24/01 Strafgesetzbuch
40/01 Verwaltungsverfahren
41/02 Staatsbürgerschaft

Norm

AVG §45 Abs2
AVG §69 Abs1 Z1
StbG 1985 §10 Abs1 Z6
StGB §192

Betreff

Der Verwaltungsgerichtshof hat durch den Vorsitzenden Senatspräsident Dr. Blaschek sowie die Hofräte Dr. Kleiser und Dr. Terlitza als Richter, unter Mitwirkung der Schriftführerin Mag.a Kienesberger, über die Revision des R B, vertreten durch Dr. Thomas Neugschwendtner, Rechtsanwalt in 1040 Wien, Schleifmühlgasse 5/8, gegen das Erkenntnis des Verwaltungsgerichts Wien vom 16. Jänner 2019, Zl. VGW-152/071/12141/2017-19, betreffend Wiederaufnahme in einer Angelegenheit der Staatsbürgerschaft (belangte Behörde vor dem Verwaltungsgericht: Wiener Landesregierung), den Beschluss gefasst:

Spruch

Die Revision wird zurückgewiesen.

Begründung

1        Mit dem angefochtenen Erkenntnis wurde in der Sache die Beschwerde des Revisionswerbers gegen die Wiederaufnahme des Verfahrens zur Verleihung der österreichischen Staatsbürgerschaft an den in Ägypten geborenen Revisionswerber als unbegründet abgewiesen (I.) und sein Antrag auf Verleihung der österreichischen Staatsbürgerschaft vom 23. September 2004 gemäß § 10 Abs. 1 Z 6 Staatsbürgerschaftsgesetz 1985 (StbG) abgewiesen (II.). Die Revision wurde für unzulässig erklärt (III.).
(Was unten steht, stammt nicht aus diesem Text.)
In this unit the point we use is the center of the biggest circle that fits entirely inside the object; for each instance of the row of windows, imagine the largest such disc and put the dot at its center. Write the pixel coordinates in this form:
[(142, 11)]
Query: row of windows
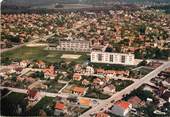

2        Begründend führte das Verwaltungsgericht Wien (Verwaltungsgericht) im Wesentlichen aus, der Revisionswerber sei von 22. Oktober 2004 bis 18. April 2014 bigamisch mit Frau M P, einer österreichischen Staatsangehörigen, (Eheschließung am 3. Oktober 2003, Scheidung am 18. April 2014, jeweils in Österreich) sowie mit Frau R H (Eheschließung am 22. Oktober 2004 in Ägypten), einer ägyptischen Staatsangehörigen, verheiratet gewesen. Der Revisionswerber sei im Zuge des Verleihungsverfahrens mehrfach zu seiner Familiensituation befragt worden. Er habe dabei seine Eheschließung mit einer ägyptischen Staatsangehörigen nie erwähnt. Der belangten Behörde sei es nicht zumutbar gewesen, weitere Erhebungen in diese Richtung, nämlich ob der Revisionswerber „eine Doppel- bzw. Mehrfachehe“ führe, zu führen, zumal keinerlei Anhaltspunkte gegeben gewesen seien. Der Revisionswerber habe sogar im Zuge der Abschlussniederschrift vor Zusicherung der Verleihung angegeben, dass sich nichts an seinen persönlichen Verhältnissen geändert habe, obwohl ihm bewusst gewesen sei, dass er in der Zwischenzeit eine zweite Ehe eingegangen sei. Der Revisionswerber habe im behördlichen Verfahren wiederholt unrichtige Angaben gemacht. Es sei nicht glaubhaft, dass sich der Revisionswerber von seiner ägyptischen Ehegattin nicht habe scheiden lassen, nur weil er Angst vor seinem Schwiegervater gehabt habe. Der Kausalzusammenhang zwischen den unrichtigen Angaben des Revisionswerbers und der Verleihung der Staatsbürgerschaft könne nicht in Zweifel gezogen werden. Somit lägen alle Voraussetzungen für die Wiederaufnahme nach § 69 Abs. 1 Z 1 AVG vor.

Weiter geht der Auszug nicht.